Seis días después se llevó a cabo una operación en el municipio Acevedo del estado Miranda, en la que fueron detenidos 35 personas y desaparecieron al menos otras 12.

Durante más de 40 días los familiares buscaron por cielo y tierra a sus familiares desaparecidos. La incógnita sobre su paradero se despejó el 25 de noviembre cuando fueron ubicadas dos fosas comunes en Barlovento, una en el sector La Maturetera del municipio Brión, donde hallaron dos cadáveres, y otra en Aragüita, donde encontraron 10 cuerpos más.

Las 12 víctimas  fueron identificadas como Eliécer Ramírez, Anthony Vargas, Antonio Aledejo, Denny Acevedo, Luis Alirio Sanz, Oscar Rodríguez, Yorman Mejías, Freddy Hernández, Víctor Manuel Martínez, Jairo Rivas, Carlos Marchena, Kendry González, Yulmar José Rengifo y Wilmer Serrano.

Vidas truncadas

Eliécer Ramírez, de 23 años de edad, era marino mercante. Su tío Crisanto Marín indica que “era un muchacho muy tranquilo, callado y muy amable con sus hermanos y con mis nietos. Era demasiado bueno, le decíamos El Negro”.

“Uno no espera que algo así le ocurra a la gente buena, a la gente decente. Yo me siento responsable por el dolor de esas familias, como miembro del consejo comunal intenté mediar por esos muchachos y no pude entregarles su familiar vivo, en varias oportunidades entré al comando hablé con el comandante Rojas, yo le decía que me metieran preso a mi, que ellos no tenían problema y ahora están todos muertos, yo siento un dolor terrible por esto que pasó”, indicó Crisanto Marín.

Manuel Mejías, padre de Yorman Mejías, recuerda que llevó a su hijo al campo a trabajar, para que estuviera más seguro, alejándolo de la violencia que había en Caracas. “Al muchacho le gustaba su campo, yo me lo llevé para que tuviese una vida sana y mire como me pagaron, me lo mató el Ejército”.

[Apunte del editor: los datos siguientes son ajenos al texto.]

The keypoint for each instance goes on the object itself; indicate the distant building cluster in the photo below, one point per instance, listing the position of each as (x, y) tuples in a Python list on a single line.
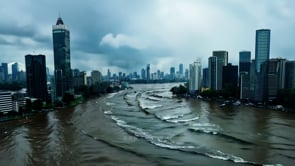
[(258, 79)]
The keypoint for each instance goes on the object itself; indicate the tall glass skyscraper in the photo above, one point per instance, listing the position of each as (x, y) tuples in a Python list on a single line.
[(36, 76), (195, 70), (222, 60), (262, 46), (62, 58), (212, 64)]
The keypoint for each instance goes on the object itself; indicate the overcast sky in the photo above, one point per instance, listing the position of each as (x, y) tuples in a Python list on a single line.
[(125, 35)]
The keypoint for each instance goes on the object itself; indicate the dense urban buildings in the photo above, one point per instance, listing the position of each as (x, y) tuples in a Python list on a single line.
[(36, 77), (62, 58), (212, 64), (222, 60), (195, 70)]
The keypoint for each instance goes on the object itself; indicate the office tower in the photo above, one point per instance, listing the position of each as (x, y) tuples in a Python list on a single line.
[(96, 76), (252, 80), (148, 74), (5, 71), (109, 74), (14, 70), (36, 76), (186, 74), (206, 77), (222, 60), (290, 75), (212, 64), (244, 73), (172, 73), (181, 69), (262, 47), (6, 102), (244, 61), (195, 70), (1, 75), (62, 58), (272, 73), (230, 79), (143, 75)]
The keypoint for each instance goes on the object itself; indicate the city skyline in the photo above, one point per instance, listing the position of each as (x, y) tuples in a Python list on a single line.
[(102, 39)]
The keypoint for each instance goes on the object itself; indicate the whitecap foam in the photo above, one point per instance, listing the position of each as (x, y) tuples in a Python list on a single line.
[(108, 112), (108, 103), (223, 156), (182, 120), (110, 95)]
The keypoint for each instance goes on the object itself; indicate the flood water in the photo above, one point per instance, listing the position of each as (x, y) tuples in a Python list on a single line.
[(146, 126)]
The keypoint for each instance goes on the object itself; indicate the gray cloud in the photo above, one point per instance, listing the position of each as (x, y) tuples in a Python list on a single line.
[(147, 31)]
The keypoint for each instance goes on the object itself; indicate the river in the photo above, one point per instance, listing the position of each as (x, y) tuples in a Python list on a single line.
[(146, 126)]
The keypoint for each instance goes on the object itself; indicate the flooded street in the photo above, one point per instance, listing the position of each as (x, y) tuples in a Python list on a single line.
[(146, 126)]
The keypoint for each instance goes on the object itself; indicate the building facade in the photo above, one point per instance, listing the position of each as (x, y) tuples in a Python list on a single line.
[(290, 75), (36, 77), (212, 64), (222, 60), (262, 47), (62, 58), (195, 77)]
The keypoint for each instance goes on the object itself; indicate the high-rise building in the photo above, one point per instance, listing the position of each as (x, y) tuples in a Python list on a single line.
[(195, 70), (14, 69), (206, 77), (148, 74), (222, 60), (36, 76), (62, 58), (262, 47), (143, 75), (212, 64), (290, 75), (172, 73), (181, 69), (271, 71), (244, 61), (244, 73), (230, 79), (262, 51), (96, 76), (5, 71)]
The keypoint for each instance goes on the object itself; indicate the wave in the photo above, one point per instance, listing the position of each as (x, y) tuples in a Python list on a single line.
[(183, 120), (108, 103), (187, 148), (216, 132), (153, 98)]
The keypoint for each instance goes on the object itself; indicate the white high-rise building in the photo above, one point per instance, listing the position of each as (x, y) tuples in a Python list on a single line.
[(195, 70)]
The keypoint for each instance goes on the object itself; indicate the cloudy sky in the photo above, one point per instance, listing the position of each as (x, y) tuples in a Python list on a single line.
[(125, 35)]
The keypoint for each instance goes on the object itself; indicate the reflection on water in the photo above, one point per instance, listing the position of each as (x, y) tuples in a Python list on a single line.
[(146, 126)]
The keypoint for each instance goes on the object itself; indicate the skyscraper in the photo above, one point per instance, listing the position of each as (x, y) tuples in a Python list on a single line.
[(181, 69), (230, 79), (195, 70), (262, 47), (5, 71), (62, 58), (172, 73), (212, 64), (14, 69), (36, 76), (206, 77), (222, 60), (148, 74), (244, 80), (290, 75), (244, 61)]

José Uzcátegui sostiene que  “la familia no es la de sangre, sino la que te cuida. Así hicimos con Oscar Rodríguez, él quería ser chef, le gustaba cocinar, y estaba trabajando para comenzar sus estudios, lo detuvieron y no supimos más nada de él. Uno se siente demasiado mal cuando piensa todo lo que tuvieron que vivir esos muchachos, lo que les hicieron, eso no tiene nombre, esa gente tiene que pagar por el crimen que cometieron”.
Alimirely Sanz recuerda a su hermano Luis, como un hombre dedicado a su familia.

“Él siempre estaba pendiente de mi mamá y de sus dos hijos, siempre estaba haciendo algo para garantizar su comida, si no era arreglando motos, hacía carreras de mototaxi o hacía tortas, como se hace en estos pueblos donde no hay trabajo, él se rebuscaba, siempre estaba pendiente de su familia. Es horrible lo que nos hicieron, hoy yo veo a un militar y tiemblo, no me siento segura, tengo miedo y mucho dolor”.

Luis Zuleta, señala que Denny Acevedo “era el más divertido de sus cuñados, también era el más hogareño. Era el menor y el más echador de broma, ahora sus dos hijos quedan huérfanos. A él los militares lo bajaron de un autobús el 16 de octubre, nosotros le llevábamos comida y agua, ahora sabemos que esa comida nunca le llegó, le quitaban la comida, esos pobres muchachos vivieron un infierno antes de ser asesinados vilmente. La OLP sembró el dolor en Barlovento”.